Una particolarità del film è che tra la produzione e la distribuzione è passata una mezza dozzina d'anni. Nato come costoso film indipendente (una quindicina di milioni), si è trasformato in un incubo distributivo per un paio di buone ragioni: la lunghezza esagerata (3 ore) e una sceneggiatura poco focalizzata.

Credo che il problema stia nella troppo alta opinione di sé che aveva Kenneth Lonergan (sceneggiatura e regia). E forse ha tutt'ora, visto che, piuttosto di piegarsi alle logiche del mercato, ha preferito abbandonare il cinema. Se ho capito bene, ora si dedica a tempo pieno al teatro.

Il film mi ha ricordato certa produzione europea anni sessanta, in cui lo scopo era disturbare lo spettatore al fine di scatenare una reazione. O forse la pellicola era solo un prodotto secondario, e i veri interessi del cast erano altri - passare del tempo assieme, fare cose, vedere gente. Il risultato era magari anche molto artistico (in un qualche senso) ma non era ben chiaro se ci fosse sotto un qualche significato, magari anche solo incidentale.

Qui si narra la storia di una ragazzina che pensa di essere al centro del mondo. Capita spesso che un(a) adolescente abbia idee del genere, e Lisa (Anna Paquin) ha anche la scusante di essere una ricca (o almeno benestante) newyorkese che vive nell'Upper West Side di Manhattan. Difficile con questo background controllarsi, però sembra proprio che Lisa faccia di tutto per essere indisponente.

L'accadimento principale è che Lisa, per futili motivi, distrae un autista di autobus (Mark Ruffalo) al punto che il povero disgraziato non si accorge che scatta il rosso ad un semaforo, e finisce per travolgere e uccidere una signora. Lisa, che ha un sussulto di empatia e si rende conto di essere almeno concausa dell'incidente, mente alla polizia dichiarando che il semaforo era verde, così da non rovinare la vita all'autista.

Poi però cambia idea, visita l'autista non si capisce bene a che scopo, contatta la "vedova" della vittima, decide di ritrattare la sua dichiarazione, e infine spinge perché si faccia causa, insistendo che vuole che Ruffalo vada in galera per quello che ha fatto. Non riuscirà nel suo intento, ma la cugina della morta (a cui importava davvero poco della faccenda) riceverà un sontuoso risarcimento per l'incidente. Solo in quel momento, nel dare sfogo alla sua ennesima crisi nervosa, ammetterà (ma di passaggio, senza che nessuno ci faccia molto caso) di essere lei la responsabile dell'incidente, e di volere che qualcuno (o meglio, qualcun altro) paghi per quello che è successo.
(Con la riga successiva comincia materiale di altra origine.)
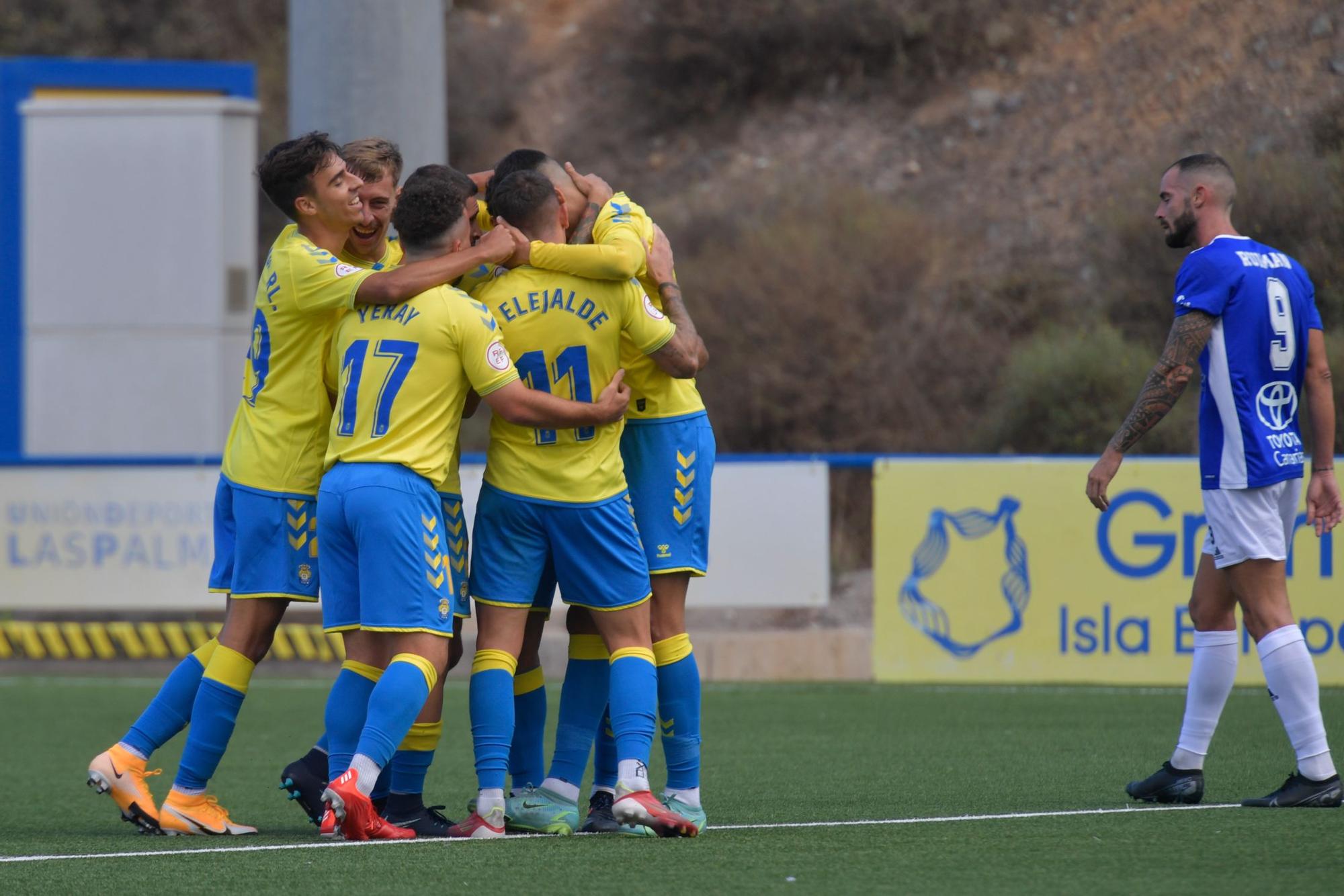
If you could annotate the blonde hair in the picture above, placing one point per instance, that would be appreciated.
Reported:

In parallelo seguiamo anche il percorso della madre (J. Smith-Cameron), divorziata, attrice teatrale, di cui si innamora un buon uomo (Jean Reno) che dolcemente, con gran pazienza, le fa una tranquilla corte. Mal gliene incorrerà, al poveretto, che la madre è fatta della stessa pasta della figlia, solo più trattenuta, causa dell'età, che smussa le asperità maggiori, immagino.

Il resto del tempo è assorbito dai passatempi di Lisa, che vediamo litigare a scuola con chi non la pensa come lei, maltrattare i suoi coetanei, stabilire una relazione con il suo insegnante di matematica (Matt Damon), rifiutare la corte di un ragazzino normale, e farsi sverginare da un mezzo tossico mezzo scemo, per poi far sesso una volta anche col prof (giustamente terrorizzato dalla sciocchezza in cui è stato trascinato).

Il film finisce con la riconciliazione tra madre e figlia.

Ma che senso ha tutta questa vicenda? Forse che Lisa è il prodotto del suo ambiente? OK, ma non c'è un'aperta condanna del suo comportamento infantile. Gli sconfitti del film sono i personaggi che cercano di mantenere la calma (il fidanzato della madre, il detective che segue il caso, lo stesso autista, che pure non è certo un santo), sembra invece che per vincere si debba essere arroganti e sfacciati.